NIZWA, Jan 3
‘The word’ is out! It is in the newspapers, on television, heard on the radio, and a part of every conversation being held across the Sultanate. “The vaccine is here. Corona is finished.” Along with the now inevitable knowing looks, nudges, winks, and conspiratorial lowering of voices as mumbled allusions to its being mythical, political, and meaningless.
Apparently, we can all rest easy now because it was all just a gigantic ruse. Such opinions are commonplace among those who ‘know,’ so why have we all suffered the economic, social, and deprivations of the last twelve months? There are many who would like to know the how and why of the greatest global occurrence in a century. Talk is cheap, loose talk is cheaper, and rubbish talk is just noise for no reason.
As to who has suffered most? That is a difficult question, however, governments on every continent have suffered, as have the tourism and hospitality sectors, currently operating on 5-10 per cent capacity. Business cash reserves are gone as they have lost intellectual property, trade, and impetus.
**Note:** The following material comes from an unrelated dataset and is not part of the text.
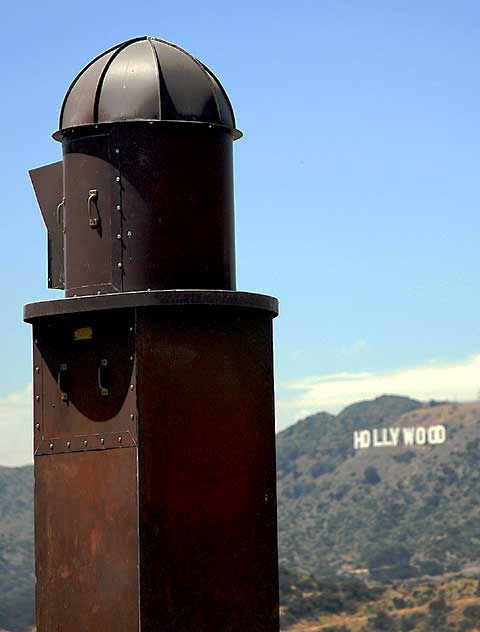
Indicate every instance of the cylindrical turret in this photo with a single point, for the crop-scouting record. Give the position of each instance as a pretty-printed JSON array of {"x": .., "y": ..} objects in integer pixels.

Clearly though, the biggest losers are families, as redundancies, reduced hours, layoffs, and school closures have turned homes upside down.
Homes have either flourished under strong parenting or suffered under the weak. Not everyone has the capacity to manage the time and space needs of such a diverse micro-society for such an extended time. Weekends are one thing, school holidays another, but the pandemic has never had an end date!
No: The biggest losers are the pupils and students of the world! From kindergarten, to school, to secondary, to university, every one of them has had their learning experience deeply affected, either simply by the lack of an alternative equal provision of learning, or lesser quality of learning. Paul Levinson is an American Professor of Communications, and he states that “Online learning can be a lifeline,” however a lifeline is just temporary, and as Bill Gates said recently, “In terms of getting the kids working, motivating them, the teacher is the most important.” And there is no doubt… teachers are already the forgotten heroes of the pandemic!
Microsoft ‘Teams’, Google ‘Meet’, and ‘Zoom’ were all thrust upon teachers with diverse prior experiences in technology. Hastily created online syllabi were institutional Pavlovian responses. Endless revisions followed as the realities of societal negligence and aversion to disaster preparation became real-time ‘perfect storms.’ Institutions, and indeed societies, must hold themselves up to be scrutinised for their complacency, as action plans for fire, earthquake, or storm may have been in place, but not this! Societal laxity, its absence of preparedness, plans, resources, and training, all point to an untested complacency, and the students have been left to pick up the pieces. They will because they are young, sturdy, and have the resilience of that youth.
But do not make the mistake of thinking the pandemic was a ‘one-time-wonder.’ It was not, is not, and will not be. COVID-19 was surely Mother Nature flexing her muscles in the wake of generations and decades of natural, environmental, and complacency (there is that word again), by us all.
The reality is to get vaccinated, for other’s sake if not for your own. Buy flowers for mums and wives, as the least they deserve. Reward healthcare professionals and teachers appropriately, and be tolerant of children as they navigate their way back into the classroom, and beyond… sooner rather than later.